Wakka Wakka native title continues work of past generations


The Wakka Wakka people have today achieved part of the work started by past generations, for their future generations, as the Federal Court recognised their native title over almost 114,000 hectares of the Burnett region.

For Traditional Owner James MiMi, one of the most significant elements of today’s Federal Court hearing in Cherbourg was achieving native title over Ban Ban Springs, a sacred site and traditional meeting place.

According to Wakka Wakka legend, Ban Ban Springs was the home of the piebald eel from the days of the dreamtime and only would show itself to elders who spoke Wakka Wakka language and would surface so they could touch them.

“The water from the spring comes from the Seven Sisters hills to the west and has provided the home for the piebald eel and for the Traditional Owners, who return home to stop and enjoy the water when its running and to acknowledge to our ancestors that we are returning home,” Mr MiMi said.

“All the tribes came together at Ban Ban Springs before they went up to the Bunya mountains for the festival up there, so that’s a massive one for us.

“Our grandparents started it all. We needed to finalise their legacy.

“We know this is only half of our country that has been given determination but this is the beginning and when we get determination for all Wakka Wakka country we can let our grandparents, Elders passed on, know that the legacy they started is finalised.”

Today’s determination recognises the Wakka Wakka’s native title over areas spread between Yarraman to the south and Childers to the north, and includes the Burnett regions towns of Kingaroy, Murgon Cherbourg, Biggenden and Gayndah. Further areas of the claim are yet to be finalised.

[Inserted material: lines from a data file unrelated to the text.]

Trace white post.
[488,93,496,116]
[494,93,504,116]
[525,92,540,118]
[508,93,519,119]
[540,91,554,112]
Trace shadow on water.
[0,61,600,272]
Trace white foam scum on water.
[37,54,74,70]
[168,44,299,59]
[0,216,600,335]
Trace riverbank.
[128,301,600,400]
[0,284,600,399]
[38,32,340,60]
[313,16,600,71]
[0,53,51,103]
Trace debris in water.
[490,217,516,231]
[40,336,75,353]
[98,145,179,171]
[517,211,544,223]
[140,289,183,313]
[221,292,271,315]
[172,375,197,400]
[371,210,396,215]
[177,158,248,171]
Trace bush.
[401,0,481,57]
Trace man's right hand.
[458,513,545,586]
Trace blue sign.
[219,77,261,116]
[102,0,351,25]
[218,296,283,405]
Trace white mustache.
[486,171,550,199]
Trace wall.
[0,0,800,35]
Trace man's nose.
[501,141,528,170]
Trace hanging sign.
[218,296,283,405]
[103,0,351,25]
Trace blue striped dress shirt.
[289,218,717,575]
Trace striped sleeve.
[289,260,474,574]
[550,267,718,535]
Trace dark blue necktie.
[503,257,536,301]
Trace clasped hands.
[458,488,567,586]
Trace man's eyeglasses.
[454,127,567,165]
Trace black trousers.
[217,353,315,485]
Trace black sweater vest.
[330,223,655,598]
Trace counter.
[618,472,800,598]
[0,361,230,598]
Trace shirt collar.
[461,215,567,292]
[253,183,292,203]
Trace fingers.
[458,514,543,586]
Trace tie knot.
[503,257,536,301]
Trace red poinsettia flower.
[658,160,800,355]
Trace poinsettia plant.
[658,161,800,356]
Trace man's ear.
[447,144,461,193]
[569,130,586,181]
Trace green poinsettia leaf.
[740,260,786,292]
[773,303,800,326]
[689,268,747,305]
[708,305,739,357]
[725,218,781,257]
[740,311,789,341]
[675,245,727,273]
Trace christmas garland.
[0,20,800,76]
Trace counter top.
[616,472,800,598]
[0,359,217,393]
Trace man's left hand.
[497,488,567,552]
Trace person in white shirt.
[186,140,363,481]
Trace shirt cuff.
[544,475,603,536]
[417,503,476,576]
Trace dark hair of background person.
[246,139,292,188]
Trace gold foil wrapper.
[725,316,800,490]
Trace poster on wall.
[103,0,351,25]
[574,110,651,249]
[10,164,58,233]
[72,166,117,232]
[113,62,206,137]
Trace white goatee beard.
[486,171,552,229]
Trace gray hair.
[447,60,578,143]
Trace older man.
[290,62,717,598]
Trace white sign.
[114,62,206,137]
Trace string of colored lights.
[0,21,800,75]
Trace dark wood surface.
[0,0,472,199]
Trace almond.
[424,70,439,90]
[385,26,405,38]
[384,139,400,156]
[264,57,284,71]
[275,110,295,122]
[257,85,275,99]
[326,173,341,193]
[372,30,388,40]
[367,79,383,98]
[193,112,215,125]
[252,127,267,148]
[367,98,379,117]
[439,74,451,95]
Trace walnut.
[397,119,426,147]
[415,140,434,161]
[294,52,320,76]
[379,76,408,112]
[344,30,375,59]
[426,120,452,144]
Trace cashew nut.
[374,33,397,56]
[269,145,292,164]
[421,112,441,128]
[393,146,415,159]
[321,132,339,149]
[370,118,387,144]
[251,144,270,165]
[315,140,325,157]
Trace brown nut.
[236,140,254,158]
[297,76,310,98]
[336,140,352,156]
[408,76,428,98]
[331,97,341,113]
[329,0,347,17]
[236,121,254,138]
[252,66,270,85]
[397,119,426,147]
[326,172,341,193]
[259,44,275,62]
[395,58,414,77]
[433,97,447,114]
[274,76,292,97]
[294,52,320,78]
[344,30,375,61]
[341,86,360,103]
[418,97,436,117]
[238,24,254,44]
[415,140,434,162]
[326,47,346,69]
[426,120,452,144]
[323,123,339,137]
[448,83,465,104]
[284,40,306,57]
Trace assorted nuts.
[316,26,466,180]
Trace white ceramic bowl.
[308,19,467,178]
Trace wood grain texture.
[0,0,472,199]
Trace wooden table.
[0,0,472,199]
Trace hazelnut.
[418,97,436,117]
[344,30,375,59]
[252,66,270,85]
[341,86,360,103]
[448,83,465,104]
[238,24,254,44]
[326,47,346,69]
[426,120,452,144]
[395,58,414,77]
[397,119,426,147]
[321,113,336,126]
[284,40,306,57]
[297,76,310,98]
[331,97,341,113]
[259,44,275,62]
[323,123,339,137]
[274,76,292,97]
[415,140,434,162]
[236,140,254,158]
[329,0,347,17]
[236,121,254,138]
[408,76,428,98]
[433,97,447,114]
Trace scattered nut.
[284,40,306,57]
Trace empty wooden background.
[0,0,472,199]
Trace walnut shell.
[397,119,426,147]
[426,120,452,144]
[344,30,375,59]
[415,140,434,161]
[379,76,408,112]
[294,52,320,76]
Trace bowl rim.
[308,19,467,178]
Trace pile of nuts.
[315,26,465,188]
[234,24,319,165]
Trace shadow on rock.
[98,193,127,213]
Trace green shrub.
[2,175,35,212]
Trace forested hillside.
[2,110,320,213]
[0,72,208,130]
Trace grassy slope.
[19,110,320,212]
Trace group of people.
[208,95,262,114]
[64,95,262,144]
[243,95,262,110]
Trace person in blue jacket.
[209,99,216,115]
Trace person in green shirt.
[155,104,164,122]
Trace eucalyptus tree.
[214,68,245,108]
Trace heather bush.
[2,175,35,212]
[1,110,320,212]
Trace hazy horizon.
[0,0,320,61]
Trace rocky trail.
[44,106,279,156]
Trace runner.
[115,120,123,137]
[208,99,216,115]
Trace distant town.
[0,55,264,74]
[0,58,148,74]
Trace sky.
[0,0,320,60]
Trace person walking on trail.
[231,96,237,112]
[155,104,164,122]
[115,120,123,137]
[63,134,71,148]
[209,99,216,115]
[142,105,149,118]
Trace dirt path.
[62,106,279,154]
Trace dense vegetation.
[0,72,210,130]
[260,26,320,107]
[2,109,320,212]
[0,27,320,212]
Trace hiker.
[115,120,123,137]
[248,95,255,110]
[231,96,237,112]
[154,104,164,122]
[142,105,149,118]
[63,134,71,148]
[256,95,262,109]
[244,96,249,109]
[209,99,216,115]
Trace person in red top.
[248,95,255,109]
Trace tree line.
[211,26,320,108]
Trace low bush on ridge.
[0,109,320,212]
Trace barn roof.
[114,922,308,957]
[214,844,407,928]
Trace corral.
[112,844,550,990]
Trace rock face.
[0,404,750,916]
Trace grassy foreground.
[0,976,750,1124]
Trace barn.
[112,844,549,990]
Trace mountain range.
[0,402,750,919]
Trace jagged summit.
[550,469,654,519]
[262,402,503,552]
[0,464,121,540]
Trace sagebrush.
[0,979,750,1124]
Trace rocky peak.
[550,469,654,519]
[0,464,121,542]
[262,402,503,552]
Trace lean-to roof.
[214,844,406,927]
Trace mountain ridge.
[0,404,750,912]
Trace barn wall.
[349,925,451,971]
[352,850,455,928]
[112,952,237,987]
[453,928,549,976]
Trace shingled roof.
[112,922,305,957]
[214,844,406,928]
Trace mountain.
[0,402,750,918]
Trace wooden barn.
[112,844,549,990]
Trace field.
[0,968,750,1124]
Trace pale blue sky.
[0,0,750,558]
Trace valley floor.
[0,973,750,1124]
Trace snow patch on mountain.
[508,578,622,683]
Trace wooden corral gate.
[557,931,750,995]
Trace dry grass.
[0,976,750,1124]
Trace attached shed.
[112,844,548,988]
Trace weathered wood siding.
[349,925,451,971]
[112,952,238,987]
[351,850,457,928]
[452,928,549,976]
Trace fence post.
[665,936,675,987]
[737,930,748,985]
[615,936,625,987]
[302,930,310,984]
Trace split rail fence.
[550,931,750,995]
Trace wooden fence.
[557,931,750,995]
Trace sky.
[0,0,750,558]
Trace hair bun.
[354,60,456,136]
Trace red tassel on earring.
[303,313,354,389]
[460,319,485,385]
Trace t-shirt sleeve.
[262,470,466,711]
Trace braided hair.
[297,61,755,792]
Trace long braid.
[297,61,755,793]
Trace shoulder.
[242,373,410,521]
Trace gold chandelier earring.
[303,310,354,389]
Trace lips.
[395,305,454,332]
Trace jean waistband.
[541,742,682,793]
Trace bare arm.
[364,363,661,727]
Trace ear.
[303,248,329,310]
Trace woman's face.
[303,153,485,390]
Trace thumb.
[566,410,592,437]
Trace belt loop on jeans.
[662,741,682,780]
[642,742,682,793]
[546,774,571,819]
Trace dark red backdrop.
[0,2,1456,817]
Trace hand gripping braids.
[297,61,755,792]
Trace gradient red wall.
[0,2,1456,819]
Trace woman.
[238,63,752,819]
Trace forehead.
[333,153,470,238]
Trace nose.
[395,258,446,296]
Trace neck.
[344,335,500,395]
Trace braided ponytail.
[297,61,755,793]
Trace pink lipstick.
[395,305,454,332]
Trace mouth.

At today’s ceremony in Cherbourg, Aboriginal and Torres Strait Islander Partnerships Minister Craig Crawford said the landmark decision came after a long journey to win back land justice.

“We need to acknowledge that this moment is a shining light in what is a deep, dark, history of dispossession of Aboriginal and Torres Strait Islander people in this state,” Mr Crawford said.

“Every move we make to right the wrongs of the past, such as acknowledging the native title rights of traditional owners, we take a positive step on the path to truth-telling, healing and true reconciliation.”

Resources Minister Scott Stewart’s Department of Resources negotiates native title claims on behalf of the Palaszczuk Government.

He said native title was vital to Queensland’s pathway towards reconciliation as it could assist to preserve Indigenous culture, values, and traditions.

“Native title is now recognised in more than 30 per cent of our state,” Mr Stewart said.

“This demonstrates our government’s ongoing commitment to working alongside Indigenous Queenslanders to recognise their native title rights.”

Native title is recognised over more than 535,000 square kilometres of land in Queensland, with almost 355,000 square kilometres currently subject to native title claims.